Ultrasound guided foam sclerotherapy (UGS) is a further development in which the foam injection is guided by ultrasound, and is used to treat smaller varicose veins. The ultrasound probe is able to track the needle entering the vein and ensure the injection takes place in the appropriate place. The dispersion of the foam can then be tracked using ultrasound. This is often used in combination with endovenous thermal ablation to give the best results.
Microinjection sclerotherapy is used for very fine spider veins and uses a very fine needle.
What to expect
The veins that may benefit from injections are identified. For smaller varicose veins, these are identified using high-resolution ultrasound, and chemical foam is injected. The amount of treatment that can be administered during a session will depend on the number and type of veins being treated and the amount and concentration of chemical being used.
For spider veins, a small amount of liquid sclerosant is injected into the visible veins usually at multiple sites. Many microinjections can be performed at a single sitting. Immediately after the injections the areas injected tend to become red and have a slightly inflamed appearance.
Well fitting compression stockings are an important part of the post injection regime and you will be measured up for these before the treatment session so they are available to put on immediately after the treatment. It is important to walk regularly after your treatment. Several sessions of sclerotherapy may be needed to achieve optimal results.

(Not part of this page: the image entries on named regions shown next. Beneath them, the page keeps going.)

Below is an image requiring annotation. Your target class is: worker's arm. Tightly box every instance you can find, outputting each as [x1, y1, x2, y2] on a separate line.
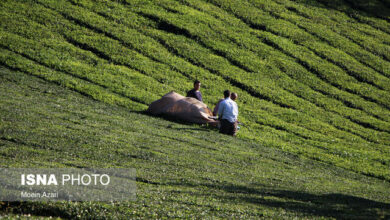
[218, 101, 226, 119]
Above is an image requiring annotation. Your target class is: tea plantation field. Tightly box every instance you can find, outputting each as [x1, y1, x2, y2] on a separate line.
[0, 0, 390, 219]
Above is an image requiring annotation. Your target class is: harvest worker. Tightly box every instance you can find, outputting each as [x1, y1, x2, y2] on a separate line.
[218, 90, 238, 136]
[187, 80, 203, 102]
[213, 92, 238, 116]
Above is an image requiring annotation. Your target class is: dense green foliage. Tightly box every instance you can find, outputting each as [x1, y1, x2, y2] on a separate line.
[0, 0, 390, 217]
[0, 68, 390, 219]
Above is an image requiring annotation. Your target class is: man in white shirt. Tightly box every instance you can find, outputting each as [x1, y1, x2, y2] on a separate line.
[218, 90, 238, 136]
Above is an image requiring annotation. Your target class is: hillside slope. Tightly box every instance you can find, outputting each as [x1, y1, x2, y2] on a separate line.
[0, 68, 390, 219]
[0, 0, 390, 218]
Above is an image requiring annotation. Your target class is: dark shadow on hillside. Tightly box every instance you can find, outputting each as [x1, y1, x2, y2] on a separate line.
[298, 0, 390, 22]
[169, 182, 390, 219]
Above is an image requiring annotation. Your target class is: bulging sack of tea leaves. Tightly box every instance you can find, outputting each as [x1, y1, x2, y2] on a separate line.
[147, 92, 218, 125]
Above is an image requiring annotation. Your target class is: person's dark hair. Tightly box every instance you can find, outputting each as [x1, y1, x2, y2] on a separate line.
[223, 90, 230, 99]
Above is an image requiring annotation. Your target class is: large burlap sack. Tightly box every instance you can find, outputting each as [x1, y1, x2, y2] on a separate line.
[148, 92, 217, 125]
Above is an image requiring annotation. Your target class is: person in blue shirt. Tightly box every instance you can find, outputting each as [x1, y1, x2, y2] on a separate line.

Following sclerotherapy for smaller varicose veins they become very hard and lumpy but this will gradually resolve and the veins will disappear. Over the first few weeks following the injection, any slight discomfort, hardness or tenderness at the injection site should gradually subside. Brown staining of the skin around the site of the injection and along the line of the treated vein is quite a common event. Most patients experience complete or near complete resolution but this can take up to 12 months after the injections.